C'est une rémunération importante pour quelqu'un qui passe jusqu'alors son temps à dénigrer le travail déjà accompli par d'autres, alors que le dossier de candidature a été bouclé sans lui
et qu'il n'a contribué pour le moment qu'à décrédibiliser la candidature d'ANNECY par des déclarations polémiques parfaitement inutiles.
On a le sentiment qu'il s'agit de préparer l'opinion à un échec en dénonçant les prédécesseurs et en mettant par avance sur leur dos la responsabilité d'un échec.
De toutes parts, l'incompréhension se développe alors que les Jeux de VANCOUVER se terminent et que nous ne pouvons nous satisfaire des déclarations vertueuses du comité d'organisation canadien
sur des Jeux zéro carbone, alors que les témoignages abondent de dérapages financiers et de pratiques environnementales détestables.
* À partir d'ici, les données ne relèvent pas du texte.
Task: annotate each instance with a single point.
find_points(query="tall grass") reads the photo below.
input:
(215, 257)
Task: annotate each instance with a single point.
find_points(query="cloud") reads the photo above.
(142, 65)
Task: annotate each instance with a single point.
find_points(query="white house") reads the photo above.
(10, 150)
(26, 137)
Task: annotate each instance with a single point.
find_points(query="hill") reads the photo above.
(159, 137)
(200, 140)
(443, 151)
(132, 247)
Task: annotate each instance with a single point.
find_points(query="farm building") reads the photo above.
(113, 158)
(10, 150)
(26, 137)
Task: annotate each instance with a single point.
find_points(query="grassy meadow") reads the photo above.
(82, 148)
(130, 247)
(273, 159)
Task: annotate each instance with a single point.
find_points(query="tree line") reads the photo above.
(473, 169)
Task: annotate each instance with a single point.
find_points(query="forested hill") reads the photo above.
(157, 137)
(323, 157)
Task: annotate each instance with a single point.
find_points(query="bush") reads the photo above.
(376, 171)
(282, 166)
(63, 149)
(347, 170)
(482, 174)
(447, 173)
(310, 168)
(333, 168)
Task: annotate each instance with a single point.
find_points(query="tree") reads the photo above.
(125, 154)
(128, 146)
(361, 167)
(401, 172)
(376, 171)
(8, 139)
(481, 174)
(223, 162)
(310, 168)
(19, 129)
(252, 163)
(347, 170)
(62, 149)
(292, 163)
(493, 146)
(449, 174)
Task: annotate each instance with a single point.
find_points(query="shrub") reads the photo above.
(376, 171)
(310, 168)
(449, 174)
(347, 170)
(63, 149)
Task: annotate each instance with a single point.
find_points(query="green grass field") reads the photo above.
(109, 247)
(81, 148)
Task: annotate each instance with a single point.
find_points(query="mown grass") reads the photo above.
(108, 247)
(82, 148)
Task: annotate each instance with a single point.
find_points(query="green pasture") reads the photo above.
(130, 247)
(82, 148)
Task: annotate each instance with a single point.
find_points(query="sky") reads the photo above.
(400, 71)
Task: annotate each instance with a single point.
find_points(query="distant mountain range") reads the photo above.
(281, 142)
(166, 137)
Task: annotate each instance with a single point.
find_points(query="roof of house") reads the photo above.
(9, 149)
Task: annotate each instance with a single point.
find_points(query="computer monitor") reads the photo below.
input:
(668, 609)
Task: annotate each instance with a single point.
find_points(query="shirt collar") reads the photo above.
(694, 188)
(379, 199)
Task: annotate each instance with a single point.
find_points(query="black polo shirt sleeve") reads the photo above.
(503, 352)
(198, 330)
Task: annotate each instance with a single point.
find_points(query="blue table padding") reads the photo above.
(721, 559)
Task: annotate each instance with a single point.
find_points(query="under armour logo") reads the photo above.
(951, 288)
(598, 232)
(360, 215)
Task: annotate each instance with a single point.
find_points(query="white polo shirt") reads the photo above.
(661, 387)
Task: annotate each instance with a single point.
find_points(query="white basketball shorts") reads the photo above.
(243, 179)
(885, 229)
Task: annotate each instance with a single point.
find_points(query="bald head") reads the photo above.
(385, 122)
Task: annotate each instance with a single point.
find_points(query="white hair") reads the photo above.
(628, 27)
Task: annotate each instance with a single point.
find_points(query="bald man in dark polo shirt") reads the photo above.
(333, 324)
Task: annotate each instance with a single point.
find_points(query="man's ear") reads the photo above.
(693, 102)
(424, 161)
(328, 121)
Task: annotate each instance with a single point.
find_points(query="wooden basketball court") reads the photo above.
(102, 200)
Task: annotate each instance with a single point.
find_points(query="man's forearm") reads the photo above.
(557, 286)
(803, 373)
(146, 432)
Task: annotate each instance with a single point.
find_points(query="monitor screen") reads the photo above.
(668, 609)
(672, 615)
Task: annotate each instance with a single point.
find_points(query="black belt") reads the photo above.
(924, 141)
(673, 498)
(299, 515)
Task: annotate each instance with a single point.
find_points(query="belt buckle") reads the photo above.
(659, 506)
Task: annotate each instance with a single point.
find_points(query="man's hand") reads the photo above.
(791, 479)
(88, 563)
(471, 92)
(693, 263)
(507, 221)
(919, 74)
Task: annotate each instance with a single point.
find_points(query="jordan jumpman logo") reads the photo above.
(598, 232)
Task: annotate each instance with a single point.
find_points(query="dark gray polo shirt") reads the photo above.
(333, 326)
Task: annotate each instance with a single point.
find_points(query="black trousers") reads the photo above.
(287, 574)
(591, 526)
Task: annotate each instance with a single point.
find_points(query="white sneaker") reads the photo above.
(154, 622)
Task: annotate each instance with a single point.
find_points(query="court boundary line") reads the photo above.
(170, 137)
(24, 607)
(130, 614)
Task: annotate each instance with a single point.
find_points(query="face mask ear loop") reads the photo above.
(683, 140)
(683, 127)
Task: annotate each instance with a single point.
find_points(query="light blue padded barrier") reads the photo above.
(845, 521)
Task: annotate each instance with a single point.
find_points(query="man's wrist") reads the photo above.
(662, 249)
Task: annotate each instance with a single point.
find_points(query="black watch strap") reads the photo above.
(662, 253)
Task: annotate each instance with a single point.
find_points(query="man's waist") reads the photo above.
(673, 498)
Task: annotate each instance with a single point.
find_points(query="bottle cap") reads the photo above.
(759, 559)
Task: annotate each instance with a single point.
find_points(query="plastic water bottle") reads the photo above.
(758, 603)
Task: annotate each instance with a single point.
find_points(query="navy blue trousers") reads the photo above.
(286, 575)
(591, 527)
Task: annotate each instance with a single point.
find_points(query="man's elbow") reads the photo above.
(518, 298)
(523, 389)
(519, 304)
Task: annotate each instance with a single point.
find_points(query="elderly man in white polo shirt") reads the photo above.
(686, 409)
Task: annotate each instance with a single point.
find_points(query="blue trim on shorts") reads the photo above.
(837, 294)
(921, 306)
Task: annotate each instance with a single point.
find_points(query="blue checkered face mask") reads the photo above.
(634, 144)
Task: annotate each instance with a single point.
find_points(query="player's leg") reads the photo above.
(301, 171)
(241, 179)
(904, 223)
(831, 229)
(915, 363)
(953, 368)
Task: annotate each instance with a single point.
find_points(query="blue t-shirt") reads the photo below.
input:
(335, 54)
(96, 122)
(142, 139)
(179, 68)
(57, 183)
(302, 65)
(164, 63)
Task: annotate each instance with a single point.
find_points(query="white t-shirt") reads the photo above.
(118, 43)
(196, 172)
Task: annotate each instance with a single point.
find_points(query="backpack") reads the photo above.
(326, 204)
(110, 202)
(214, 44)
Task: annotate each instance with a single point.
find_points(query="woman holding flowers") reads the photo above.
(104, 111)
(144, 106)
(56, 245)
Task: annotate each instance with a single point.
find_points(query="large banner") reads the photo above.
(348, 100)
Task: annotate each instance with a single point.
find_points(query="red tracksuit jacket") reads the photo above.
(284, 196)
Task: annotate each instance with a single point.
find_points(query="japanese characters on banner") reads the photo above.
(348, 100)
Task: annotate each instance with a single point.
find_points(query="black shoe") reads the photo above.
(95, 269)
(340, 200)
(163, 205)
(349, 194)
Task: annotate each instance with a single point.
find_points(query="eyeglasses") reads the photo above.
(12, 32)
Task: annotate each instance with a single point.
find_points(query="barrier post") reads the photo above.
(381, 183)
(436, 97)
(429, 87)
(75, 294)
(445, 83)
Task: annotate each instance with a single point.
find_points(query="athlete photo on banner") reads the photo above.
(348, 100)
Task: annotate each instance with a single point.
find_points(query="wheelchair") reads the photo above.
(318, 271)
J'ai déjà écrit l'inquiétude que représentait la désignation de M. GROSPIRON, grand amateur d'héliski.
Depuis cet article, tout concorde pour confirmer une dérive du dossier sur des bases que les écologistes engagés dans le soutien à une candidature faisant le choix radical du recyclage des
installations soit social, soit physique et de la densification urbaine ne pourront pas soutenir.